The five-person format, however, proved more manageable than the larger debates, and at times the atmosphere came closer to approaching professional. Haley, who has in recent weeks seen some upward movement at the expense of Florida Governor Ron DeSantis, who had held a distant second place to Trump since entering the race earlier this year, was the most targeted. Sometimes—including at the “scum” line—she came unglued in a way that inspired little confidence in how she might react to a more serious challenge from Iranian, Russian, or Chinese leaders. Still, she came away with what the 538/Washington Post/Ipsos poll found to be the greatest resonance among the tiny number of Republican voters who watched, with some 34% saying she performed best of the five.
The New York Times’s token conservative columnist David French prematurely celebrated that “Neoconservatism made its comeback tonight.” French was referring to Haley’s broadly interventionist stance, which allowed her to sound resolute and more inspirational than DeSantis, who avoided taking a strong position on the war in Ukraine, and simultaneously less unhinged than Ramaswamy, who exuberantly rejected almost any commitment of American power abroad. On the pressing question of specifically what measures the candidates would take in defense policy and how they would pay for those measures, the answers were fleeting and adverted more style than substance. Only former New Jersey Governor Chris Christie, for example, could identify a specific weapon of war that he believes America will need in a prospective defense build-up—the nuclear attack submarine.
The number of Americans who vote on foreign policy issues alone is vanishingly small, and domestic issues were largely hedged to avoid antagonizing voters who may disagree with what the candidates have been putting out. Haley waffled massively on abortion, declaring herself pro-life while claiming not to judge people who are pro-choice and expressing a transparent hope that they would not judge (i.e. vote against) her either. The evasion resonated sourly in light of the off-year elections held in a number of states the previous day, where the abortion issue led to some high-profile Republican defeats. On other issues, including border control, immigration, drugs, and energy independence, the candidates broadly agreed with each other—and with Trump.

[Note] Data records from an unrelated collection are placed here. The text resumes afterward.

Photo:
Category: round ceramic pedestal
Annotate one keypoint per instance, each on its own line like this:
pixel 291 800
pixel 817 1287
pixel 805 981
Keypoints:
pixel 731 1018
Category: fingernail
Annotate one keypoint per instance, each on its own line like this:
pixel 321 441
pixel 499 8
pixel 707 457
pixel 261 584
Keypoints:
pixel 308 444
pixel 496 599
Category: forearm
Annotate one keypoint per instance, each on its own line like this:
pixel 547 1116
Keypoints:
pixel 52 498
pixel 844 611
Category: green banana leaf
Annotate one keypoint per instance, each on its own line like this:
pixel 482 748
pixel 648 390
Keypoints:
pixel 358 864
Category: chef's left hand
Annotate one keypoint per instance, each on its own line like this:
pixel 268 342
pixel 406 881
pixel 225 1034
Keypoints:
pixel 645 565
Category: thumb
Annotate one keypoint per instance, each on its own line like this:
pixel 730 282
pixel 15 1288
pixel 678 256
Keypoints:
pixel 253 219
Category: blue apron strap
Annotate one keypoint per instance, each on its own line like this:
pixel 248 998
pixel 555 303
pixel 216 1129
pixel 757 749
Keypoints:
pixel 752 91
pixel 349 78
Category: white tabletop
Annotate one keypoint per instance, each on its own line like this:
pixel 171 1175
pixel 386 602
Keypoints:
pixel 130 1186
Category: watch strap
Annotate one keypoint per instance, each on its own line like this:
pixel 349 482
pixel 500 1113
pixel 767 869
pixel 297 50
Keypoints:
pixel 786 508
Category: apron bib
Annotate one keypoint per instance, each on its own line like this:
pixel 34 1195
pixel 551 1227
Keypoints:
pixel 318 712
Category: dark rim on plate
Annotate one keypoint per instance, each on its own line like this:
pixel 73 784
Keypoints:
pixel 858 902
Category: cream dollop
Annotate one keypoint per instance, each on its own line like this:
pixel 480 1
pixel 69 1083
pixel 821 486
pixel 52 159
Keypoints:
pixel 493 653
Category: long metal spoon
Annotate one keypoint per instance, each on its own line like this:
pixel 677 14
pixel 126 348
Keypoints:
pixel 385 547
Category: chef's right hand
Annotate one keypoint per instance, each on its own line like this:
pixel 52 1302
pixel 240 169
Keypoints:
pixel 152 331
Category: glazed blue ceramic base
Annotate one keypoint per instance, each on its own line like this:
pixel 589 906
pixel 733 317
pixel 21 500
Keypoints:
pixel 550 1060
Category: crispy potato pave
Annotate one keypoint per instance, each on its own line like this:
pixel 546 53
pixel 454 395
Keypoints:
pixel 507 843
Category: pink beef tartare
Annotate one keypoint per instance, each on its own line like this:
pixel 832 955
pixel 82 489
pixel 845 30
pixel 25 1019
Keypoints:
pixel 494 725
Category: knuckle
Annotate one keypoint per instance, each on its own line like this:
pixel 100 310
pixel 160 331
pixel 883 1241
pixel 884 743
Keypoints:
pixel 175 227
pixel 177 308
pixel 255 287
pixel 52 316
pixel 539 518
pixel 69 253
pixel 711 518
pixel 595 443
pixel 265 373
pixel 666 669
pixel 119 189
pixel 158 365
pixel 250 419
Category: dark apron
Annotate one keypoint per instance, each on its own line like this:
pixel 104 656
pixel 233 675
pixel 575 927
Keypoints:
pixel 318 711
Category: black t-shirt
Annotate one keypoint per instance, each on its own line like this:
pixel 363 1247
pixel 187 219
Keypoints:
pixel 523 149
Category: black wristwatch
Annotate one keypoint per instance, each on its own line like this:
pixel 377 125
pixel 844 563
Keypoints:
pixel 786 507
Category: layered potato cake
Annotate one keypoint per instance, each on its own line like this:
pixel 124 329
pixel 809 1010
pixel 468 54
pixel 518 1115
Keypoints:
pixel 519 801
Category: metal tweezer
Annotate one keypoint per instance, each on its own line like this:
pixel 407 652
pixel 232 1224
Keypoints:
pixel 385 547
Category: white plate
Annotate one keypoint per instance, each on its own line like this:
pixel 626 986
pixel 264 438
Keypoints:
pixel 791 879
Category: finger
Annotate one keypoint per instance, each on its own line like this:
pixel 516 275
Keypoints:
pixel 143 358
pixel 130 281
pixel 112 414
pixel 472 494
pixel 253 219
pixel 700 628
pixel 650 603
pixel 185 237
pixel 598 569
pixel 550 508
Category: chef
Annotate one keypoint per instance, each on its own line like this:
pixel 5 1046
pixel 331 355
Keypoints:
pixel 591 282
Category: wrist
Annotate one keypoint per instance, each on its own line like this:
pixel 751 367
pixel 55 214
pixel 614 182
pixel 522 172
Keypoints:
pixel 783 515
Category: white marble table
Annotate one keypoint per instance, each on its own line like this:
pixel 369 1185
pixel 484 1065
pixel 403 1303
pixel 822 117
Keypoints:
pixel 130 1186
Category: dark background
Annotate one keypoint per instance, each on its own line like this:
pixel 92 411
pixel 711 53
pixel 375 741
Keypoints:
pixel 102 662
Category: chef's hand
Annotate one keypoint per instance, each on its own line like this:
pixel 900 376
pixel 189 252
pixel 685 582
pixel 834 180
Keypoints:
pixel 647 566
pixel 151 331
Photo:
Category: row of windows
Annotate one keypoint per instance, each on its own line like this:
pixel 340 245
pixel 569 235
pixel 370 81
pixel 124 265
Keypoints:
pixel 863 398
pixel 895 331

The preliminary results suggest that there was almost no movement in any candidate’s position relative to the others. Only Haley and Christie, who was unusually restrained and avoided his tedious anti-Trump monologues, saw any increase in popularity, and then only marginally. The others saw equally marginal declines, while Trump’s commanding lead remains intact.
Despite this inertia, the Republican establishment is undeterred from its odd debate model. In its latest desperate grasp at relevance in a Trumpian world, it has scheduled yet a fourth debate for GOP candidates, which will take place in Tuscaloosa, Alabama, on the 6th of December. It will be broadcasted on something called “NewsNation,” a cable television channel of which I was previously unaware. It claims only 65,000 nightly viewers. The threshold for participation will increase to 6%, which will likely eliminate Christie and South Carolina Senator Tim Scott, potentially reducing the non-Trump debating field to three candidates. Two of them might have a shot at a decent cabinet post if Trump is reelected, or go on to create some institutional memory about politicos for renewed campaigns in 2028. I’m not certain I will be among those watching, however.